I grow bored, then nervous, then bored again; I wish I could use P3.I ought to be able to mimic its effects — by choosing a state in which I 'happen to' feel exactly as if I were primed — but my smeared self never seems to bother. I can't stop half-expecting to be interrupted by a shout from Po-kwai — but, thinking back on the times when I've woken her, there's always been a trigger: a strong emotion, a shock. Staring at a black box, waiting for a light to come on, just doesn't rate. And tomorrow? If I can manage to stay calm, perhaps I'll be safe … whatever 'manage to stay calm' means, when the mere fact that I might wake Po-kwai, increasing her influence on everything that happens, must be taken into account to determine whether or not I actually do. Trying to trace out a linear chain of cause and effect is futile; the most I can hope for is successful rationalization along the way, and a kind of static consistency in the pattern of events, looking back on them afterwards.
It's four seventeen when the LED finally glows, a steady, piercing blue. I hesitate before collapsing. The longest odds ever — so, how many versions of me die, this time? But those qualms have been all but 'bred out' of me. I still don't know what to believe, but each time Ô come through the supposed holocaust unscathed, it grows ever harder to care. I tick the OFF switch —
— and … someone survives. My memories are consistent, my past is unique; what more can I ask for? And if, a second ago, ten-to-the-thirty-something living, breathing human beings really were sitting here, wondering when the LED would finally come on for them… well, the end was quick and painless.

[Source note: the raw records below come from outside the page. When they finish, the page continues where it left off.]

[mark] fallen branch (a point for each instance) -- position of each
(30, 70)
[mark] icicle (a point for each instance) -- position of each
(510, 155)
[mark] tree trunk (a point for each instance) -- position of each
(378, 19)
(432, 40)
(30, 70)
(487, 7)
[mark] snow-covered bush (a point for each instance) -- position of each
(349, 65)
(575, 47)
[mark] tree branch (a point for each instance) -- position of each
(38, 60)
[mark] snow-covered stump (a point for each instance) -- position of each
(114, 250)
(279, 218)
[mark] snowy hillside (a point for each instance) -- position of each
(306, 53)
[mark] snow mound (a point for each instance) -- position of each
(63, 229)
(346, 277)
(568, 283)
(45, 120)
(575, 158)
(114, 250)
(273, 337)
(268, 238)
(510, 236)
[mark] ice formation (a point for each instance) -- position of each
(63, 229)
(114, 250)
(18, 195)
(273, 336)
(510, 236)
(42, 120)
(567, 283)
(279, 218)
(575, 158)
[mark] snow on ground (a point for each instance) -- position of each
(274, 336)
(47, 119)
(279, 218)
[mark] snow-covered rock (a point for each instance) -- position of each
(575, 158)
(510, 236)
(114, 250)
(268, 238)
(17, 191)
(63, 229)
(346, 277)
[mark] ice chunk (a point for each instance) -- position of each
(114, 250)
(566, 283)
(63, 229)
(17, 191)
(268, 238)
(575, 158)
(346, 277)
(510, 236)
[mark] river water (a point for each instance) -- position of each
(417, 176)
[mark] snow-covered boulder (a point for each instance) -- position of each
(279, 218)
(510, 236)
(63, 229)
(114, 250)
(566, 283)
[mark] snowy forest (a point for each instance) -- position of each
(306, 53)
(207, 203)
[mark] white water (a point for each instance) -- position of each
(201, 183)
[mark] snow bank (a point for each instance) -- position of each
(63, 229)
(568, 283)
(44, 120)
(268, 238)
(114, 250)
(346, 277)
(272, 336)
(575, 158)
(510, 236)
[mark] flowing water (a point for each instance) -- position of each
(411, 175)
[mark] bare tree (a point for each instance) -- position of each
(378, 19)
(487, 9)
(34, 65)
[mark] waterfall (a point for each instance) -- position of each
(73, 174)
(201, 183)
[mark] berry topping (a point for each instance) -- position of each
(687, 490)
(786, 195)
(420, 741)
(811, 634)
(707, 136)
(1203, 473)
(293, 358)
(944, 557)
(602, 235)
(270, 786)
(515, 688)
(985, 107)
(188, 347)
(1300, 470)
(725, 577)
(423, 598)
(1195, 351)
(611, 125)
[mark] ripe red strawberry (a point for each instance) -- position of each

In any case, Po-kwai is right; this is what it means to be human: slaughtering the people we might have been. Metaphor or reality, abstract quantum formalism or flesh-and-blood truth, there's nothing I can do to change it.
I cut through Zeno's Lethargy and choose sleep, with surprising ease. In the early afternoon, I deliver the computer to — of all places — the junk-nanotech stall where I picked up Hyper nova. (More of Lui's bizarre notions of security; I swear to myself that, after tonight, I'm going to start sorting out that mess.) The LED is still glowing when I hand the thing over — an encouraging sign. Apparently, the program loops endlessly once it finds the factors, repeatedly confirming the result… so either I've caused some permanent corruption which is making the machine consistently lie, or the whole audacious scheme has worked — and an independent check on a second computer will soon settle the issue. Just what our sceptical clients will make of this impossible feat, I don't know; in their place, I'd suspect I was being set up for a torrent of disinformation. Maybe they'll decode great slabs of genuine data, and assume that it's all designed to mislead them. I glance up at a patch of cloudless blue sky, and laugh.